Miami Garden Club is the debut studio album by American hip hop artist Kitty, released on August 25, 2017. The album was crowdfunded through a campaign on the website Kickstarter.

Background and production 
In 2015, Kitty began working on the album with big-name producers in Los Angeles, but was unhappy with the results. This, along with her feeling bored of following a routine, lead her to decide to produce the album independently. Kitty studied music theory and learned to use the software Ableton in preparation for making the album. Miami Garden Club is the first release by Kitty to feature tracks produced or co-produced by Kitty herself.

On August 11, 2015, Kitty launched a campaign on Kickstarter to fund her debut album. The first goal of $25,000, which would fund the making of the album itself, was achieved in 30 hours. The goal was then stretched to $50,000, to fund a headlining tour. By the end of the one-month campaign, Kitty raised $51,863 from 1,164 backers.

The release was originally expected for January 2016, but the album's completion was delayed for various reasons. Kitty has mentioned working with an unnamed producer, and having to discard the songs they made together when their professional relationship broke down. In December 2015, Kitty stated that the album was "taking longer than expected"; citing illness and perfectionism as reasons. Much of the album was scrapped and rewritten because, according to Kitty, "I didn't like [the songs] and wanted to be able to be 100% proud of my work." On January 9, 2016, Kitty revealed that her suitcase had been stolen from LAX. She lost notebooks containing 2–3 years worth of lyrics, including lyrics for the album which she "was entirely proud of and intended on using"; and an external hard drive holding the first draft of the album. Kitty spent time in 2016 focusing on her mental health before restarting work on the album for the third time On April 1, 2017, Kitty announced that the album was complete.

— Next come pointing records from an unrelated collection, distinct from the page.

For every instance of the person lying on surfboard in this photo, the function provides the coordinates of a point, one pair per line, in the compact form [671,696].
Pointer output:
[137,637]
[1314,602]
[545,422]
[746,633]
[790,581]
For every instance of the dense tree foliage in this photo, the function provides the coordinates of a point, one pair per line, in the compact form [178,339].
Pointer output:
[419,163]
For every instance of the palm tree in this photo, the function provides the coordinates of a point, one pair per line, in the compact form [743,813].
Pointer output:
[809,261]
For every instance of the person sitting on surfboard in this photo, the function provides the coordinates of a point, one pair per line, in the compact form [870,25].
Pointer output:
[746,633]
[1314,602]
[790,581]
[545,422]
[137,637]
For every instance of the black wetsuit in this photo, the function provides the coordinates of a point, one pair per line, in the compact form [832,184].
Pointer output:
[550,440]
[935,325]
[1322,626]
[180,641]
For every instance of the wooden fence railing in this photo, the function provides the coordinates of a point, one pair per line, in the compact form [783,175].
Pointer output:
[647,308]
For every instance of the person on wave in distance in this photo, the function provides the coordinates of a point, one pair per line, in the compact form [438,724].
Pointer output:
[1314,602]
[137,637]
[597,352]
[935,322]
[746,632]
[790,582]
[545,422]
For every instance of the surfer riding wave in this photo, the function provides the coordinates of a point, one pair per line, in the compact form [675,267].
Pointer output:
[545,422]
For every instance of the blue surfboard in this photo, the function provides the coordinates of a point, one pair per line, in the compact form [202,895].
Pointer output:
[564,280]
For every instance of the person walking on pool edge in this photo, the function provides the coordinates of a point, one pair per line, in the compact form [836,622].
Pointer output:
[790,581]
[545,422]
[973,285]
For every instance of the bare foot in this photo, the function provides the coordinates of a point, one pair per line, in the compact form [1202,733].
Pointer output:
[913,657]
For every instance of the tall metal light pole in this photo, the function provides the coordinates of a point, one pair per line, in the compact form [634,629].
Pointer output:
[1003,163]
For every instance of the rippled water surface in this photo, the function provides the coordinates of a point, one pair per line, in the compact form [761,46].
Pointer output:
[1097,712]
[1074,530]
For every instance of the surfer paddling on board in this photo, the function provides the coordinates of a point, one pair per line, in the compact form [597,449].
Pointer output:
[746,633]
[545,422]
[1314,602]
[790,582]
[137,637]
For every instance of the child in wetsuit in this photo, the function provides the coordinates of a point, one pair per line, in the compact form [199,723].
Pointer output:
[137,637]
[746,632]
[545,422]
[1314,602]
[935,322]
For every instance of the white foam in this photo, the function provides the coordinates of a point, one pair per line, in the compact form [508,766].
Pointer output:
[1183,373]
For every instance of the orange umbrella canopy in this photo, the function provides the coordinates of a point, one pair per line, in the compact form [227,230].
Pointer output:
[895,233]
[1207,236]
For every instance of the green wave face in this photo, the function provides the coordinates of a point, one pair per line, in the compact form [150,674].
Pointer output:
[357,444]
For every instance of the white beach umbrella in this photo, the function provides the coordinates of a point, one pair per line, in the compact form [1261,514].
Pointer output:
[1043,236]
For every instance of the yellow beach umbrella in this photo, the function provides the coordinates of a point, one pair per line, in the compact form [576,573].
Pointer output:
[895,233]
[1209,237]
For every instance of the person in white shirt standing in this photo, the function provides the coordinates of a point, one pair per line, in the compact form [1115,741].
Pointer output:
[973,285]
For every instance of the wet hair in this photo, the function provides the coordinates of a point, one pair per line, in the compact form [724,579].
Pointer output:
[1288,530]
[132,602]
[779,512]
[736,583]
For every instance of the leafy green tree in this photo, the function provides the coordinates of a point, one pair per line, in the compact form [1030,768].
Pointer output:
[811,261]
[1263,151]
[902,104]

Miami Garden Club is influenced by "‘80s and ‘90s pop music". It marks a shift from Kitty's previous hip-hop sound—a change which Kitty has attributed to her being "sick of rapping".

Release and promotion 
On October 12, 2016, the track "Asari Love Song" was released as part of the Adult Swim Singles Program 2016, and as the first single from Miami Garden Club.

Upon announcing the completion of the album on April 1, 2017, Kitty shared the cover art via Kickstarter. The artwork was designed by Kitty and drawn by Alé Garza.

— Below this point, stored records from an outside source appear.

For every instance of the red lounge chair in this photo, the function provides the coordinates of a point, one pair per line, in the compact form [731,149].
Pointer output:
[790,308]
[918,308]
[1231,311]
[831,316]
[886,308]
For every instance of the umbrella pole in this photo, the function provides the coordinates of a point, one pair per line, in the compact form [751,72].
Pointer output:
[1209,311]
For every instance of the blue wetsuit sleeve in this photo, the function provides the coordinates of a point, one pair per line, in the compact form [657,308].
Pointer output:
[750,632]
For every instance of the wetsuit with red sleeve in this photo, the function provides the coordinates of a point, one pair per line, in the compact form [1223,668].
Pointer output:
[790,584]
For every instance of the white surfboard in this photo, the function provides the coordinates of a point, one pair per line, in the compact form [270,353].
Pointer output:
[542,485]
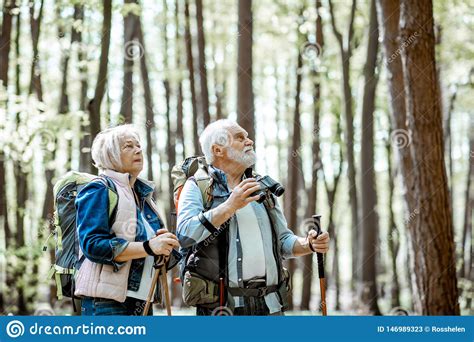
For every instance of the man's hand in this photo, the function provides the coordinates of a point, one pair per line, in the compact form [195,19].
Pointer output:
[239,197]
[319,243]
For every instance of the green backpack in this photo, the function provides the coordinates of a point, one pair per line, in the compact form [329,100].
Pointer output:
[67,249]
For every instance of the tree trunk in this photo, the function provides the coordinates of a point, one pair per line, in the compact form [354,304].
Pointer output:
[245,98]
[95,103]
[466,255]
[294,170]
[390,17]
[149,113]
[312,197]
[202,64]
[190,65]
[5,44]
[179,91]
[393,234]
[331,195]
[400,137]
[449,143]
[369,230]
[346,54]
[35,74]
[85,161]
[130,26]
[432,232]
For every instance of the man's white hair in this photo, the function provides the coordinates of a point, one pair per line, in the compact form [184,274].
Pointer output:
[215,133]
[107,146]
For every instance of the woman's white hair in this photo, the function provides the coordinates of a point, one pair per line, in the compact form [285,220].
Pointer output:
[215,133]
[107,146]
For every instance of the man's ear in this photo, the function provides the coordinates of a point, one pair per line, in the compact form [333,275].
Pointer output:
[217,150]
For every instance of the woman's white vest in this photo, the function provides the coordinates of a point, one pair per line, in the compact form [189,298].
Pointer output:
[99,280]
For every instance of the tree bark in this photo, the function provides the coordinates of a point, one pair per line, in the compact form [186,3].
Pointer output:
[149,112]
[5,44]
[345,49]
[466,255]
[294,169]
[179,91]
[95,103]
[202,64]
[331,192]
[35,74]
[390,17]
[85,161]
[369,230]
[432,232]
[393,234]
[313,191]
[190,65]
[245,97]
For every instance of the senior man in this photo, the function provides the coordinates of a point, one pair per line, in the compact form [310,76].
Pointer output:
[234,246]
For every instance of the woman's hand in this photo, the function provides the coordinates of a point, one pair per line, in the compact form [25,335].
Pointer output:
[163,242]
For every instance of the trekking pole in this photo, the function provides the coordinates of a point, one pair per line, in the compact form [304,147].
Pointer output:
[322,279]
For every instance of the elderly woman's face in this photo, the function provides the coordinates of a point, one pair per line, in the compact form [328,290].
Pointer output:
[131,156]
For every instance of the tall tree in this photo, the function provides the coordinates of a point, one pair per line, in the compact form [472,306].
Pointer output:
[149,112]
[331,192]
[85,142]
[345,48]
[95,103]
[393,234]
[369,230]
[466,241]
[190,65]
[179,92]
[202,64]
[245,98]
[313,191]
[130,27]
[432,232]
[5,44]
[35,26]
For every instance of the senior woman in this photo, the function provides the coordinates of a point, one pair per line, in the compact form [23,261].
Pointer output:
[116,274]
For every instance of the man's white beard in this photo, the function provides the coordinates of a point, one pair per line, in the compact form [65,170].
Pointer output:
[242,157]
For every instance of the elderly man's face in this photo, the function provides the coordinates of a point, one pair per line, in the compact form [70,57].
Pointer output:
[131,156]
[240,149]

On July 28, the album was made available to pre-order, the title track was released as a promotional single, and the music video for the title track was released. The video was directed and produced by Kitty and Sam Ray.

Miami Garden Club was self-released on Kitty's own label Pretty Wavvy on August 25, 2017. It was released digitally, on CD, and on limited deep pink vinyl.

On September 17, 2017, the music video for "Mass Text Booty Call" premiered on YouTube, along with a live streamed show featuring performances by Kitty and other musicians.

Track listing 

Notes
On physical releases, track 6 is printed as "Song for Sunset Ave (Running Away)", and track 7 is printed as "If You Wanna Come Over".
On Bandcamp, the intro to "Mass Text Booty Call" was released as a separate track, titled "Mass Text Booty Call-in".
"Mass Text Booty Call" is a reworking of a 2014 solo track by Sprightly.
"Brush Me Off" is a reworking of a 2014 track by Pat Lukens, which featured vocals from Kitty and rapper Sad Andy. Sad Andy's verse is replaced by an entirely new verse by DVS.